The ACA has established that health plans should include prescription drug coverage. Under its provisions, insurance companies had to cover at least one drug in every category and class on the official list of approved drugs, and pharmaceutical companies had to offer increased discounts to reduce the cost of drugs covered by Medicaid.

However, in practice, the cost of the same drug varies considerably between plans and insurers, depending on the co-payments and coverage required. And, as the price of prescription drugs has risen, the financial burden on patients has increased.

In 2022, Congress passed the Inflation Reduction Act (IRA), an attempt to regulate the price of prescription drugs. The law allows the government to negotiate the costs of certain Medicare-eligible drugs and to cap out-of-pocket expenses for seniors. It also requires companies to pay rebates to Medicare if they raise the price of their drugs faster than the rate of inflation.

Due to the provisions of the IRA, the Department of Health and Human Services will negotiate prices for 10 drugs in 2023. This number will increase each year until 2029, when 60 drugs will be subject to negotiated prices. While it may seem limited, Cox sees this legislation as a significant step toward drug price reform, especially since there has been such reluctance to regulate health care prices directly before.

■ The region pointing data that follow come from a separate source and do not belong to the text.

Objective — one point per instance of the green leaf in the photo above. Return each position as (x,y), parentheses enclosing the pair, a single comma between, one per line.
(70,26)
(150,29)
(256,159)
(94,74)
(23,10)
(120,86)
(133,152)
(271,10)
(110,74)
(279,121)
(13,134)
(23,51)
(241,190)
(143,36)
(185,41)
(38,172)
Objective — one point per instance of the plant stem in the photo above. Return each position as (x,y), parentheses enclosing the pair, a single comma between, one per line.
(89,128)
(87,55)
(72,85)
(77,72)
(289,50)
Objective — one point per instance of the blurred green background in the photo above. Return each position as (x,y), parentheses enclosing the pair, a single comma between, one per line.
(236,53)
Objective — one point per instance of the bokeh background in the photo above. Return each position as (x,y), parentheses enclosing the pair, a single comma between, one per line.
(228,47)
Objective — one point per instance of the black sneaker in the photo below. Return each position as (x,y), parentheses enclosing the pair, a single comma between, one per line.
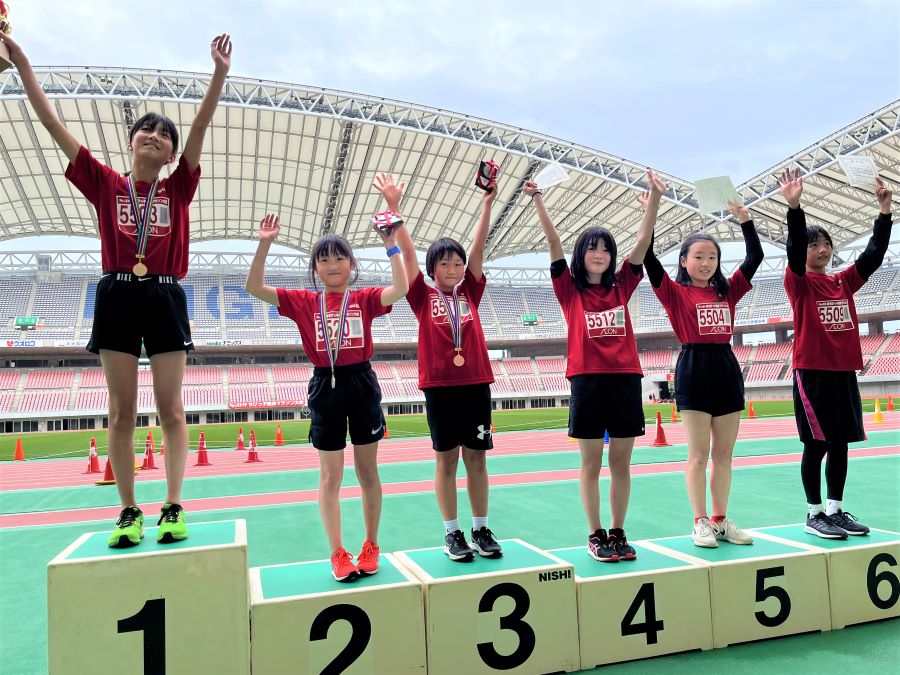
(599,548)
(821,526)
(848,523)
(619,543)
(483,541)
(456,547)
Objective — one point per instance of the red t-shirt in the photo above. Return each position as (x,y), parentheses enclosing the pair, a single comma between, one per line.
(697,314)
(601,338)
(436,350)
(303,307)
(170,229)
(826,332)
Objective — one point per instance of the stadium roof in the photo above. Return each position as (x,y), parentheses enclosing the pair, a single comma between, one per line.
(311,155)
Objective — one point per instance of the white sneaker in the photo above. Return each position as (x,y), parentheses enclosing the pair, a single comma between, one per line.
(704,534)
(728,531)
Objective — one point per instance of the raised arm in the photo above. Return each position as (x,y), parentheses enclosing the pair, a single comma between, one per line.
(475,263)
(754,253)
(392,193)
(791,186)
(256,277)
(553,242)
(872,257)
(221,55)
(39,101)
(650,200)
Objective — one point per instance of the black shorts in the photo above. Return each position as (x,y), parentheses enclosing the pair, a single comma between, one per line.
(129,310)
(827,406)
(606,402)
(708,379)
(459,416)
(354,401)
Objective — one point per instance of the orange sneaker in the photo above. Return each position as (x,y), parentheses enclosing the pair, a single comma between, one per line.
(342,567)
(367,560)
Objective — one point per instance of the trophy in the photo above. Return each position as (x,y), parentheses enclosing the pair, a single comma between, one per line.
(6,29)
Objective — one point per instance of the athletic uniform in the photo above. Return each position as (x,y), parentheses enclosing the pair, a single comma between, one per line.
(356,395)
(603,365)
(707,375)
(457,398)
(131,309)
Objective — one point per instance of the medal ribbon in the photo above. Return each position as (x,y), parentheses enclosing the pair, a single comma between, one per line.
(141,221)
(339,338)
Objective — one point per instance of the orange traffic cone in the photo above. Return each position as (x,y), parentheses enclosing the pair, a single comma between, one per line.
(660,434)
(108,477)
(93,459)
(879,416)
(19,455)
(253,455)
(202,456)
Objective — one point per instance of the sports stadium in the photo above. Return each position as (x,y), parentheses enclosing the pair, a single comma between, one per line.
(311,155)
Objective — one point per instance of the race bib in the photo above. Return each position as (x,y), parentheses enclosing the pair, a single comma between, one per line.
(714,318)
(610,322)
(835,315)
(354,337)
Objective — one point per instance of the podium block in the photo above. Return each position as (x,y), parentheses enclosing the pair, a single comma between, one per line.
(303,621)
(653,605)
(761,591)
(515,614)
(862,572)
(178,609)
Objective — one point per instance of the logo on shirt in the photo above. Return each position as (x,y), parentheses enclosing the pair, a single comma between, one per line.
(354,337)
(835,315)
(714,318)
(609,322)
(160,222)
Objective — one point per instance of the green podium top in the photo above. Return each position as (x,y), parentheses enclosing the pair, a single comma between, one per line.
(726,552)
(515,557)
(647,560)
(796,533)
(310,578)
(200,535)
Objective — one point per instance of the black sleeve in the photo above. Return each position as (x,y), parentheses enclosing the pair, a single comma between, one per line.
(557,267)
(796,243)
(753,257)
(871,259)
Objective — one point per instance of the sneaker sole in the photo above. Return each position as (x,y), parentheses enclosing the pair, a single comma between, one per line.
(811,530)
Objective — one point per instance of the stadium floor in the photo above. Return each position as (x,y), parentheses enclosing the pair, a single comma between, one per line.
(46,504)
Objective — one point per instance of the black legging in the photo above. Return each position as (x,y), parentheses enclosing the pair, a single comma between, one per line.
(835,470)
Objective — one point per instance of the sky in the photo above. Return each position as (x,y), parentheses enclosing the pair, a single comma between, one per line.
(695,88)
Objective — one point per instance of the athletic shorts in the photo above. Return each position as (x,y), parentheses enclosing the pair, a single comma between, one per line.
(708,379)
(606,402)
(355,401)
(459,416)
(827,406)
(131,310)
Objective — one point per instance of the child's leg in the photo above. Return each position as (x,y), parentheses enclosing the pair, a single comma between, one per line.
(168,374)
(697,429)
(365,460)
(331,473)
(591,463)
(620,479)
(476,480)
(121,378)
(724,434)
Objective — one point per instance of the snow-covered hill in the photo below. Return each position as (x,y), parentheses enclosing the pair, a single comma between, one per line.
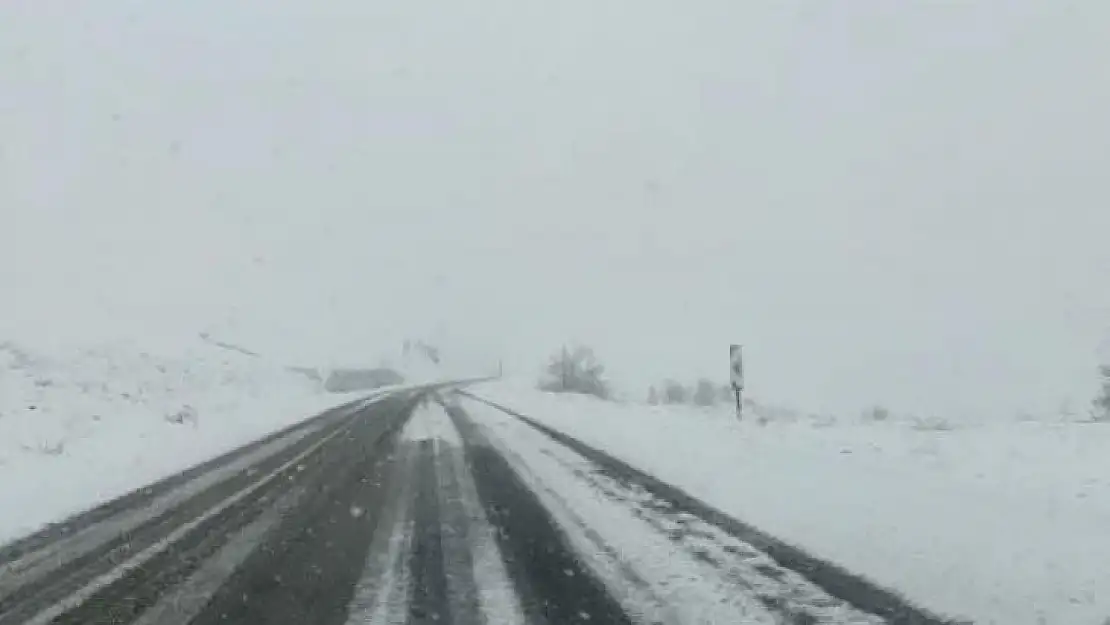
(80,423)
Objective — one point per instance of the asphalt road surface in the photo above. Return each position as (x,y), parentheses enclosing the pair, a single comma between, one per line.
(411,508)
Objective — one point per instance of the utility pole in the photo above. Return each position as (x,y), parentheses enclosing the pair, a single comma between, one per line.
(563,366)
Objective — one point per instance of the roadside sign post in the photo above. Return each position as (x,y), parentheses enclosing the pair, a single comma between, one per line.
(736,376)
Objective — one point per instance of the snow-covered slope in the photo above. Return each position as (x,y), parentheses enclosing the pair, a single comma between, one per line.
(82,423)
(1003,523)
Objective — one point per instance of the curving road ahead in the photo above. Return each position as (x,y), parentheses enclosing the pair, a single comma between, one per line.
(422,506)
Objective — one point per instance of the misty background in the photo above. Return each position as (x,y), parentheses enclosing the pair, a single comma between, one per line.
(897,203)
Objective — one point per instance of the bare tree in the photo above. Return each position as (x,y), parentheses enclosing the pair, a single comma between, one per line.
(575,371)
(674,392)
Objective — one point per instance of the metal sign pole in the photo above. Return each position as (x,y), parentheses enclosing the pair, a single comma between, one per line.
(736,375)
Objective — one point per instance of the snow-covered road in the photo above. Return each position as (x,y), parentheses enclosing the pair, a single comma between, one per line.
(422,506)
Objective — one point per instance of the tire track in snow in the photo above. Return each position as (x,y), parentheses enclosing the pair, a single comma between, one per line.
(783,572)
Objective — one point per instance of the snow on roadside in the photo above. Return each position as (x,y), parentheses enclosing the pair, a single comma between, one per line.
(83,424)
(1002,524)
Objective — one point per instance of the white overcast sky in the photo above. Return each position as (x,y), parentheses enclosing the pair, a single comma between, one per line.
(895,202)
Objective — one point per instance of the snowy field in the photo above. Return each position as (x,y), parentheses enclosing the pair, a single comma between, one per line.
(80,425)
(999,524)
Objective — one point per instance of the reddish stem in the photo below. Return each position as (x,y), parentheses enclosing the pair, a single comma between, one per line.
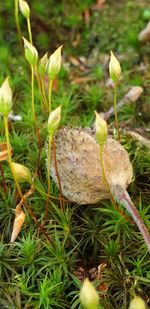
(57,174)
(123,198)
(3,179)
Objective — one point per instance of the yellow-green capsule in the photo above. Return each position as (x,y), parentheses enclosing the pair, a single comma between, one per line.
(5,98)
(114,68)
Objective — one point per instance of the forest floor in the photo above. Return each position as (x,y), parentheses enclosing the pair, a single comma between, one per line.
(92,241)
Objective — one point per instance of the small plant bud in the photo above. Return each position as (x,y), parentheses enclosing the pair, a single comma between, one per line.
(22,173)
(18,222)
(54,120)
(88,296)
(137,303)
(54,64)
(114,68)
(31,53)
(42,65)
(5,98)
(24,8)
(101,129)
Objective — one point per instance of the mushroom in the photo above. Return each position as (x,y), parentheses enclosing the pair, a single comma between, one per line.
(78,165)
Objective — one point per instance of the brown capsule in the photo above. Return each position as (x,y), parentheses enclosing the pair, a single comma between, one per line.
(79,165)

“I think people are starting to recognize that’s why our healthcare system is so unaffordable. It’s because we don’t have any of these regulations that other countries have,” Cox suggested.

“There’s an even bigger challenge that the new law is only beginning to address: how to rein in exploding health care costs. Otherwise, this law can’t work in the long term.”

As we reported in Money’s 2010 breakdown of the law, the price of health care was an issue the ACA didn’t — or perhaps couldn’t — tackle. Twelve years later, the problem remains.